在 Dymola 中平滑曲线
smooth the curve in Dymola
在 Dymola 中,绘制结果后,如何平滑曲线?
我不知道情节 window 中的方法,但是 平滑曲线 可以通过多种方式完成。你必须意识到你正在用它来操纵实际的模拟结果。
我建议您自己使用一个滤波器,并在不影响实际模拟的情况下创建一个平滑的信号。我使用来自 MSL 的 Butterworth 滤波器制作了一个带有 original 和 filtered 信号的小样本模型。
我只是复制并稍微修改了一个示例,请忽略大部分内联注释。您必须 fiddle 稍微 f_cut 以便它为您的情况削减正确的高频。
model FilterTest "Demonstrates the Continuous.Filter block with various options"
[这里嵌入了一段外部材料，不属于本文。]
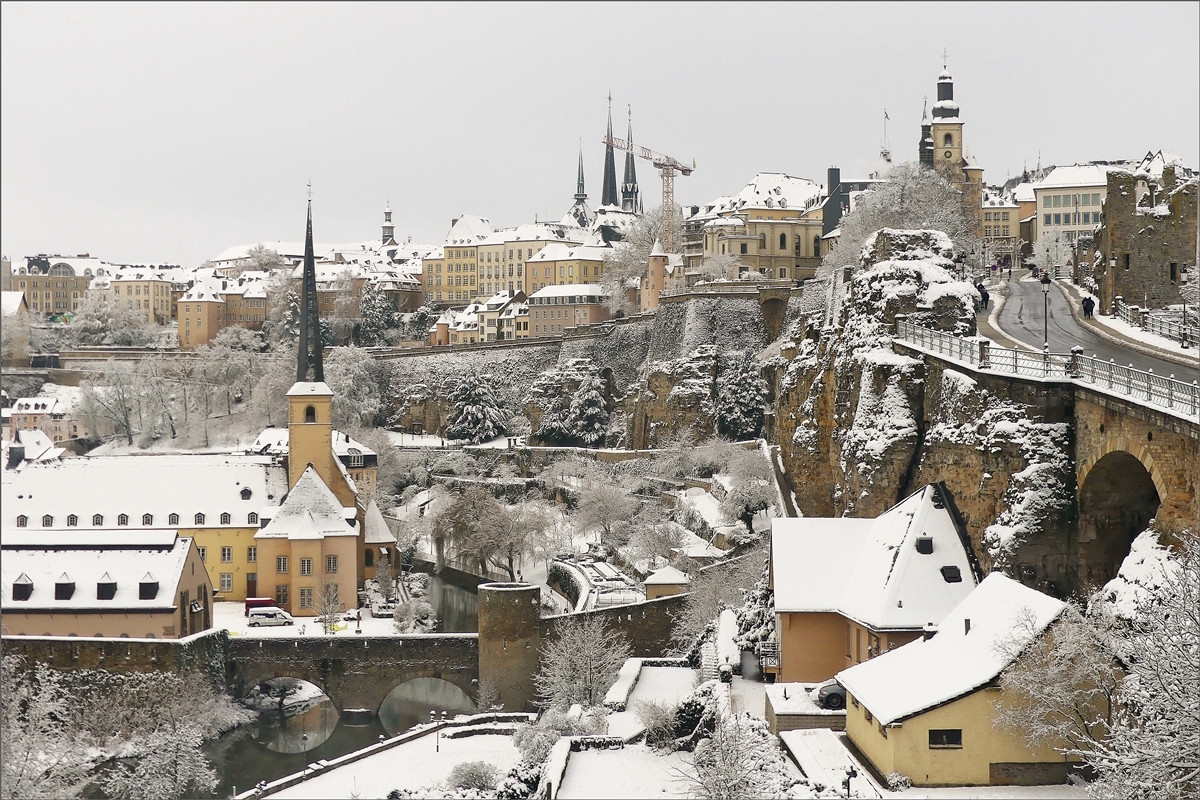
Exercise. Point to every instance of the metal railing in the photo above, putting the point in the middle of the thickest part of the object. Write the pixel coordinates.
(1141, 386)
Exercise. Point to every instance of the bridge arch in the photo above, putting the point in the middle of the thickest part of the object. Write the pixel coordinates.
(1120, 492)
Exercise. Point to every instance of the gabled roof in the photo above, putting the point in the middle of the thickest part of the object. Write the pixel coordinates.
(870, 570)
(310, 511)
(1005, 617)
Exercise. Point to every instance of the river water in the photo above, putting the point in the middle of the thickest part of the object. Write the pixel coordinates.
(275, 746)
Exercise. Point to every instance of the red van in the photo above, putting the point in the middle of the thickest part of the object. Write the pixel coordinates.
(257, 602)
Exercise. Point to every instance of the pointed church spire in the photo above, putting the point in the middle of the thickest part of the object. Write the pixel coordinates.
(580, 194)
(629, 198)
(609, 194)
(309, 367)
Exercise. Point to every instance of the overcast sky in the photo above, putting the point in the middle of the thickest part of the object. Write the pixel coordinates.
(167, 133)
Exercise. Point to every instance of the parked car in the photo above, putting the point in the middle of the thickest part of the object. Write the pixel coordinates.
(269, 615)
(832, 695)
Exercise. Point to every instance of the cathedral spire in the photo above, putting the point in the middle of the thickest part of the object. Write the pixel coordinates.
(309, 367)
(580, 193)
(609, 194)
(629, 194)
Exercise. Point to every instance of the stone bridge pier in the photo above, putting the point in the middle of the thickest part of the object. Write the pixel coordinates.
(354, 672)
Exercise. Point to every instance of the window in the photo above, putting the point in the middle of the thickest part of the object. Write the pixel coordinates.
(946, 738)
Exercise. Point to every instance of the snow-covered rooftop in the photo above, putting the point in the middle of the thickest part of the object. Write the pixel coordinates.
(157, 485)
(310, 511)
(125, 560)
(874, 571)
(1003, 615)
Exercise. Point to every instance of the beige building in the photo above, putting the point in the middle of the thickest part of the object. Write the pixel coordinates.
(849, 589)
(115, 583)
(556, 307)
(928, 709)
extends Modelica.Icons.Example;
Real original = add.y;
Real filtered = Butterworth.y;
protected
parameter Integer order=3;
parameter Modelica.SIunits.Frequency f_cut=2;
parameter Modelica.Blocks.Types.FilterType filterType=Modelica.Blocks.Types.FilterType.LowPass
"Type of filter (LowPass/HighPass)";
parameter Modelica.Blocks.Types.Init init=Modelica.Blocks.Types.Init.SteadyState
"Type of initialization (no init/steady state/initial state/initial output)";
parameter Boolean normalized=true;
Modelica.Blocks.Continuous.Filter Butterworth(
analogFilter = Modelica.Blocks.Types.AnalogFilter.Butterworth,
f_cut= 100,
f_min=1,
filterType=Modelica.Blocks.Types.FilterType.LowPass, gain = 1,
init=init,normalized=normalized,
order=order)
annotation (Placement(visible = true, transformation(extent = {{38, 18}, {58, 38}}, rotation = 0)));
Modelica.Blocks.Sources.Sine sineHigh(freqHz = 200) annotation(
Placement(visible = true, transformation(origin = {-62, 54}, extent = {{-10, -10}, {10, 10}}, rotation = 0)));
Modelica.Blocks.Sources.Sine sineLow(amplitude = 10, freqHz = 3) annotation(
Placement(visible = true, transformation(origin = {-56, 2}, extent = {{-10, -10}, {10, 10}}, rotation = 0)));
Modelica.Blocks.Math.Add add annotation(
Placement(visible = true, transformation(origin = {-8, 28}, extent = {{-10, -10}, {10, 10}}, rotation = 0)));
equation
connect(add.u1, sineHigh.y) annotation(
Line(points = {{-20, 34}, {-20, 55}, {-51, 55}, {-51, 54}}, color = {0, 0, 127}));
connect(add.u2, sineLow.y) annotation(
Line(points = {{-20, 22}, {-33.5, 22}, {-33.5, 2}, {-45, 2}}, color = {0, 0, 127}));
connect(Butterworth.u, add.y) annotation(
Line(points = {{36, 28}, {3, 28}}, color = {0, 0, 127}));
annotation(
experiment(StopTime = 0.9),
Documentation(info = "<html>
<p>
This example demonstrates various options of the
<a href=\"modelica://Modelica.Blocks.Continuous.Filter\">Filter</a> block.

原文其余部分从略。